Begründung ganz brauchbar, aber ich hab ja gesagt 2 bays reichen, 4bays schon mal nicht wichtig sprich mir ist bewusst das es mehr Sicherheit gibt dazu kommt das die mit 4 bays bei Amazon 599€ kostet ist mir zu viel, muss anbei noch sagen das ich eine WD my Cloud mit 4tb nebenbei noch an laufen hab, die ist aber nicht immer an, dient zum stillen Backup mal gucken ob ich die mit der qnap nas verbinden kann geht das?  die qnap soll aber jeder Zeit laufen und auch von überall erreichbar sein.

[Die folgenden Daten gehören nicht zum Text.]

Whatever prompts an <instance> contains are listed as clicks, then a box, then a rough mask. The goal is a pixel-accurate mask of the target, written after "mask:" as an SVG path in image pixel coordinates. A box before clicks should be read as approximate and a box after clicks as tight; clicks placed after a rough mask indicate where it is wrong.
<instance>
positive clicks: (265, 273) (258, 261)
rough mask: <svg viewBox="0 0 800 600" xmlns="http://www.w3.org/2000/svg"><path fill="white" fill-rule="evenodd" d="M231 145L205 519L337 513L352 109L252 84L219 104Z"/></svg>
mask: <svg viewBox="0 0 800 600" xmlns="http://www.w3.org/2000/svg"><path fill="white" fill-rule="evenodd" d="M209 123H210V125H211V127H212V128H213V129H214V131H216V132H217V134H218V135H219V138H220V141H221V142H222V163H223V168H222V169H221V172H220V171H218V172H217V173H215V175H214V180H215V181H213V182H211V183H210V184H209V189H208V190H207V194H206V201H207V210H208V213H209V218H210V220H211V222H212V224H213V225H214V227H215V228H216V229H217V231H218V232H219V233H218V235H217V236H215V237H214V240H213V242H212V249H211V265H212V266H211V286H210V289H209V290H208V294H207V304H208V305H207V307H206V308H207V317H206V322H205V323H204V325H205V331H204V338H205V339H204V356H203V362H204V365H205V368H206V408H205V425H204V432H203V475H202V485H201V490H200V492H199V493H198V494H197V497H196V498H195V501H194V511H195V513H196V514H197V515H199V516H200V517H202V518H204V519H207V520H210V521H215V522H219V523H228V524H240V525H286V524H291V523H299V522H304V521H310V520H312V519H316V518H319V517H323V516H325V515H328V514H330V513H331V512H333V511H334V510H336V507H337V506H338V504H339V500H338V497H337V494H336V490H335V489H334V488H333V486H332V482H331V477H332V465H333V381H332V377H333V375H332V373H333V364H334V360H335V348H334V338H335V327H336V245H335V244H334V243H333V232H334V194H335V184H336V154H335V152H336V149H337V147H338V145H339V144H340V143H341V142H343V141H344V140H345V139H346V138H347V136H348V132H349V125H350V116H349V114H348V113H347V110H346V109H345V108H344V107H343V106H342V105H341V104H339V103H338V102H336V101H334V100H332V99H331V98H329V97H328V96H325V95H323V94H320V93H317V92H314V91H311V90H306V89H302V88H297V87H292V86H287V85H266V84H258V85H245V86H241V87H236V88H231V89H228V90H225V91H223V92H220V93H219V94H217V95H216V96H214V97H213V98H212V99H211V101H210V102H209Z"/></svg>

Kann man auch eine komplette Website drauf ablegen sodass sie von außen abrufbar ist?

wie stell ich plex ein?


----------



## Abductee (21. Mai 2018)

*AW: heimkino, wie verbinden mit älteren TV?*

Übers LAN kannst du die beiden problemlos miteinander verbinden. 
Wenn am Switch nix mehr frei ist kannst du die WD auch auf den zweiten LAN der Qnap hängen.

Plex findest du im App-Store, einfach installieren.
Wenn die Applikation rennt kannst du die Config-Seite im Browser öffnen.
Fürs Heimkino ist Plex aber keine Pflicht. Der Medienserver von Qnap macht auch einen guten Job.

Eine Webseite kannst du auf der Qnap auch laufen lassen, du musst halt wissen was du machen willst.


----------



## KonterSchock (23. Mai 2018)

*AW: heimkino, wie verbinden mit älteren TV?*

hast du mal ein P/L Tipp für HDD? Brauch viel TB für gutes geld.


----------



## Abductee (23. Mai 2018)

*AW: heimkino, wie verbinden mit älteren TV?*

Produktvergleich Seagate Archive HDD v2 8TB, Seagate IronWolf NAS HDD 10TB, Seagate IronWolf NAS HDD 8TB, SATA 6Gb/s (ST8000VN0022), HGST Deskstar NAS 8TB, SATA 6Gb/s (H3IKNAS800012872S/0S04012), Toshiba N300 High-Reliability 8TB, SATA 6Gb/s, retail,

Die Archive ist vergleichsweise billig, würd ich aber nur mit Bauchweh kaufen. 
Ich hab eine als Backupplatte und durch das SMR bricht die Schreibrate teilweise derart ein das ich denke einen USB 2.0 Stick zu haben.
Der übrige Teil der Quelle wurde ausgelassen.